For three consecutive years, Flink won the most active Apache open source project in the world

Time:2021-1-18

2020, a year destined to be remembered by history. Under the challenge of global cooperation, as the world’s largest open source software foundation, the open source community led by Apache Software Foundation still gathers the world’s top developers and delivers an inspiring report card. On January 1, 2021, Apache Foundation published an article “Apache in 2020 – by the numbers” on its official blog, which reviews the community development in 2020 with figures

In the past year, the Apache Software Foundation has 238 projects from various fields, iterating nearly 3500 releases.
All the open source software of Apache Software Foundation contributes more than 22 billion dollars today.
Apache’s online conference attracted nearly 5750 participants from more than 150 countries, and the two-day Apache con attracted more than 1.5 million visitors.

As one of the 199 top projects of Apache Software Foundation, Apache Flink has made remarkable achievements in this report in terms of community user activity, developer activity, and exposure.
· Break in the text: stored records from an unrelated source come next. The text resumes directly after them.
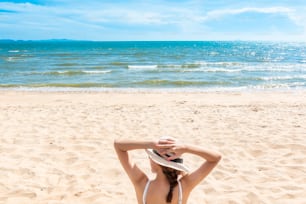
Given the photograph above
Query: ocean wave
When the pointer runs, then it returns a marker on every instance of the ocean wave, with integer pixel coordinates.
(160, 82)
(59, 85)
(271, 78)
(71, 73)
(142, 66)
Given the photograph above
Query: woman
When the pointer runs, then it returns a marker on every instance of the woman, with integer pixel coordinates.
(173, 182)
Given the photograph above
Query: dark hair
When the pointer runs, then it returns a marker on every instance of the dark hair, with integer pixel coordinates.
(171, 175)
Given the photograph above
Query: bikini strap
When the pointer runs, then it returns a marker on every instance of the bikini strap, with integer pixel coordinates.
(180, 193)
(144, 195)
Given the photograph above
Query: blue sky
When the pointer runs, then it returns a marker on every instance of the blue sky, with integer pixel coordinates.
(111, 20)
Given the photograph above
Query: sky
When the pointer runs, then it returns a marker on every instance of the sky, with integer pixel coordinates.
(126, 20)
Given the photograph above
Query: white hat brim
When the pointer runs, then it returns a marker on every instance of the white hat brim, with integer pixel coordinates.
(163, 162)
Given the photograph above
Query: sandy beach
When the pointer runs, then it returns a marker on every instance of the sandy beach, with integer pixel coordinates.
(57, 147)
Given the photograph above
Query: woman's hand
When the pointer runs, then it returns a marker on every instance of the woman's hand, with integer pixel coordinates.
(170, 148)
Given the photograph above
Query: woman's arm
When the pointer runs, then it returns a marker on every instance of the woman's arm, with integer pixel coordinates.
(211, 159)
(122, 147)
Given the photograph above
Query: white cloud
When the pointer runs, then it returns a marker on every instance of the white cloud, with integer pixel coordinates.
(216, 14)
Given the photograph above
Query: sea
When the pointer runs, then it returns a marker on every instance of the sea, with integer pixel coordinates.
(153, 65)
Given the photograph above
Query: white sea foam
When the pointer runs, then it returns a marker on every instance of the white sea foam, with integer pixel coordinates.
(97, 72)
(15, 51)
(271, 78)
(142, 66)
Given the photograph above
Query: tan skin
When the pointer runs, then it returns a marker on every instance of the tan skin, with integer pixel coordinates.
(159, 187)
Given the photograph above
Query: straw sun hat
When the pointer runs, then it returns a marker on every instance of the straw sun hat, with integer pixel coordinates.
(174, 164)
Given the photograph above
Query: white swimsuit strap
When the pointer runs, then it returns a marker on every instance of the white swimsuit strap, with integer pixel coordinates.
(144, 195)
(180, 192)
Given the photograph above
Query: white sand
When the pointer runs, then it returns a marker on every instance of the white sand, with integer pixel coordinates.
(58, 147)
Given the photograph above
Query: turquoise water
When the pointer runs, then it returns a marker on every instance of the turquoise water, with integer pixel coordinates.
(196, 65)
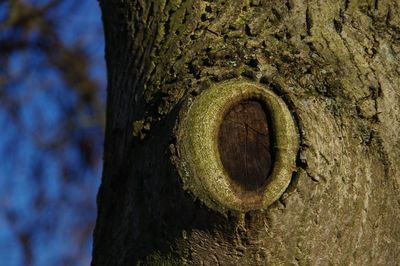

Community mailing list activity: Top 1

Mailing list is a common channel for communication between developers and users in various projects of Apache Software Foundation. It is generally divided into two channels: dev @ mailing list and user @ mailing list. We often use the activity of mailing list to reflect the communication activity of the community. In 2020, Flink won the first place in the user communication email channel and the second place in the developer communication channel

For three consecutive years, Flink won the most active Apache open source project in the world

In particular, among the top 20 mailing lists, the Flink community is the only one that provides communication channels for Chinese users( [email protected] )And its activity is second only to Flink’s English user mailing list in 2020. Since 2018, Flink has won the first place in the mailing list for three consecutive years. We are glad to see that more and more Chinese native speakers are speaking in the open source community, which has brought great influence to the global open source software community.

Commit submission: top 2

The number of new commits of open source projects in the past year is a commonly used indicator to measure the development activity of open source projects. The Apache Software Foundation publishes the top five most commit numbers of last year every year, while Flink ranks second in the number of new commit in 2020, second only to Apache camel, the routing engine building software. If the scope is limited to big data computing / storage, Apache Flink is the most active project for developers. If we look at the past annual reports of 2019 [2] and 2018 [3], we can see the figure of big data in the five most active open source software every year, among which Flink, Hadoop, HBase, beam, airflow and spark have all been listed. We draw the following table to describe this trend (because only top 5 has been published, some projects will fail in some years)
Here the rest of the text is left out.